Gaming firm 888 set for U.S. launch after Nevada license
LONDON (Reuters) - 888 could launch an online gaming offering in Nevada, home to gambling centre Las Vegas, as soon as May, a source said after the group won the first ever U.S. license to be awarded to an internet betting firm.
The license to operate in Nevada granted to London-listed 888 Holdings Plc is the first time an internet gambling company has been licensed in the United States, which banned online gambling in 2006.
Following receipt of the license, 888's launch of online poker in Nevada could come as early as mid-second quarter, a source close to the situation said on Friday.
Revenue from Nevada alone is likely to be limited, but the license is a key step for 888 in its development in the wider regulated U.S. online gaming market.
"This is an historic moment for 888. This is the first time a company uniquely providing online gaming has been licensed by any U.S. jurisdiction," Chief Executive Brian Mattingley said.
The decision, announced on Thursday, had been expected after the Nevada state gaming control board voted to recommend approval earlier this month.
888 has already signed a deal with Las Vegas operator Treasure Island to launch online poker under its own brand in Nevada.
It has also a signed a non-exclusive deal with Las Vegas casino brand Caesars to power the web spin-off of Caesars' World Series of Poker tournament, and has agreed a deal with slot machine operator WMS to give it an online presence.
888 has said that, while U.S. income could eventually be considerable, it will likely not have a significant bottom-line impact until 2015.
Internet betting was barred by Congress in 2006, dealing a blow to online gaming companies including 888 who had set up there and driving them elsewhere in their quest for growth.
But the legal position in the United States is changing and national legislation is set to be introduced in the spring as the federal government looks to overtake tax revenue-hungry states racing to follow Nevada in legalisation.

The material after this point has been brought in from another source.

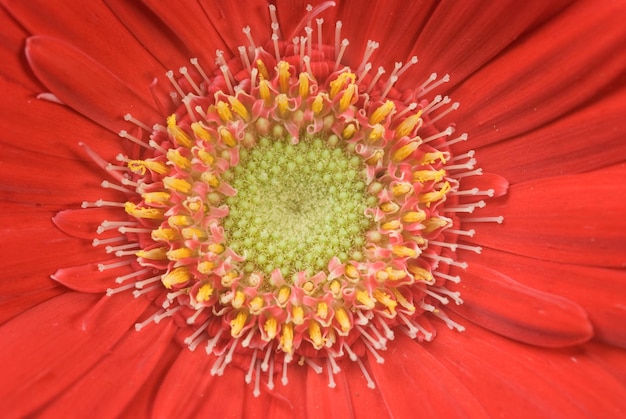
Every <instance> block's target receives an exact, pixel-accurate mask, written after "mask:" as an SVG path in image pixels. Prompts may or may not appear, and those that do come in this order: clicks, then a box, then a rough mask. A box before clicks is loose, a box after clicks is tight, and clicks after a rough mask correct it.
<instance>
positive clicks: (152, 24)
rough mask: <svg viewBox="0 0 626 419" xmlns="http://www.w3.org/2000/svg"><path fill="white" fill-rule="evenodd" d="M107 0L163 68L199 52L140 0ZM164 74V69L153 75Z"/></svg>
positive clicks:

Last month, New Jersey - home to the casinos of Atlantic City - legalised internet gambling in the state.
Analysts say companies like 888 and larger rival bwin.party are well placed to take advantage of the move towards a regulated market, having the experience and infrastructure from years of operating in Europe.
"Management teams will need to successfully juggle maintaining growth in the core business whilst preparing for U.S. re-entry," said analysts at brokerage Panmure Gordon.
"The highest visibility on U.S. re-entry lies with 888 and bwin.party, but Playtech is reported to be in advanced discussions and Betfair's provisional betting exchange license in California remains a source of key upside should it graduate to a full license."
Bwin, the world's largest-listed internet betting firm, said earlier this month it was throwing more resources at the U.S. and other soon-to-be regulated markets and backing out of smaller, unregulated ones.
888, like other online gambling firms, suffered a plummeting share price in 2006 at the time of the U.S. clampdown. Yet the stock hit a seven-year-high earlier this month on hopes of a return to the United States.
By 1116 GMT the shares were flat at 162.6p.